A compreensão do que sejam as competências é um dos maiores obstáculos para a implantação dos Parâmetros Curriculares na escola. A noção de competências, por ter sua origem na formação profissional, reflete mudanças significativas nas relações de produção e trabalho. Sendo o objetivo principal do ensino médio a formação da autonomia crítica do educando, esta deve dar-se sob três aspectos: intelectual, político e econômico. Em seu aspecto intelectual, a autonomia permite o pensamento independente, ou seja, educar sujeitos que utilizem seus conhecimentos, que pensem por si mesmos. Em sua dimensão política, a autonomia garante a participação ativa dos sujeitos na vida cidadã. A autonomia econômica deve assegurar uma formação para a sobrevivência material por meio do trabalho. (BRASIL, 2006, p. 46).
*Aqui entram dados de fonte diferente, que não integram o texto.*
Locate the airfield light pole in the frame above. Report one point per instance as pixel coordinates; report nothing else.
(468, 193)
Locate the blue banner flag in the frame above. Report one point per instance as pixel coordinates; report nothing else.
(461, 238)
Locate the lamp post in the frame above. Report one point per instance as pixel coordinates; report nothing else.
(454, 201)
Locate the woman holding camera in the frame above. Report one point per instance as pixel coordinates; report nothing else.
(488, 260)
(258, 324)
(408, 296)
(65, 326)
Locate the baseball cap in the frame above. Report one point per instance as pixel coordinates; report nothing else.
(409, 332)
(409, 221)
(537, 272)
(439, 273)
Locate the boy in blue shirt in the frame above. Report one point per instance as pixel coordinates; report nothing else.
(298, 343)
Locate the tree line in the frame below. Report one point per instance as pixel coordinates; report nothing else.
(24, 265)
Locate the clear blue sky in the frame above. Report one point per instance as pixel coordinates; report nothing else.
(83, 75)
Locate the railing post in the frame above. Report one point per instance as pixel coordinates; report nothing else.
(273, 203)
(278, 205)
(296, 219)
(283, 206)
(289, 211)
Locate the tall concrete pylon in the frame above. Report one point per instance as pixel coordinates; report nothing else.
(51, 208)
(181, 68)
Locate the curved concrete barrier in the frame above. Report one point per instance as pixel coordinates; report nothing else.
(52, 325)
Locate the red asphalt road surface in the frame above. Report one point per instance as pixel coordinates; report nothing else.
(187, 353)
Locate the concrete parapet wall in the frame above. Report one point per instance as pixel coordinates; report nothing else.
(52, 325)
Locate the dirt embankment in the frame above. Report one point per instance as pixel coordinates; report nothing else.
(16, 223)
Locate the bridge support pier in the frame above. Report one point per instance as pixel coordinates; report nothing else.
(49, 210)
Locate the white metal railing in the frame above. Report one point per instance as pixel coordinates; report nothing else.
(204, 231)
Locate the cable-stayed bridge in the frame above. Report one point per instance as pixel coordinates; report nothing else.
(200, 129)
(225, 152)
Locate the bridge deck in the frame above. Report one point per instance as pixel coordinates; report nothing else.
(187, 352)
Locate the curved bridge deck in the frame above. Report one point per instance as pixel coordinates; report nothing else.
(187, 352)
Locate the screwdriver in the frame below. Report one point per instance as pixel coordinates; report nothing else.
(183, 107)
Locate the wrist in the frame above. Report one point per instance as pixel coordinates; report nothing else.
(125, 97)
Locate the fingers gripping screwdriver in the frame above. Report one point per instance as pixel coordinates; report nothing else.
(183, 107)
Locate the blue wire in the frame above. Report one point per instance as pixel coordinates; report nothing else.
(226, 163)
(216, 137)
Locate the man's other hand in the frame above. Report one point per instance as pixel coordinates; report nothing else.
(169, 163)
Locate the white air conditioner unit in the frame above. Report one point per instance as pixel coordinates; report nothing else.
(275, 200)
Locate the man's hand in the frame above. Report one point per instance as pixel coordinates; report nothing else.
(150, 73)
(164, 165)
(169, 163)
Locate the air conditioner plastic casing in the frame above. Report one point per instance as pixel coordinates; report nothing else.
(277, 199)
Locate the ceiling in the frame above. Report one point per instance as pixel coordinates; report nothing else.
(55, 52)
Nos livros de Ciências do nível fundamental, essa orientação didática já pode

ser percebida. Entre as coleções disponíveis que serão escolhidas nas escolas do

país, segundo os autores do Guia de Livros Didáticos PNLD 2013, as obras

apresentadas

contribuem para familiarizar o aluno com a pesquisa, orientando-o para a investigação de fenômenos e temas que evidenciam a utilidade da Ciência para o bem estar social e para a formação de cidadãos aptos a responder aos questionamentos que o século XXI coloca. (BRASIL, 2012, p. 7, grifo nosso).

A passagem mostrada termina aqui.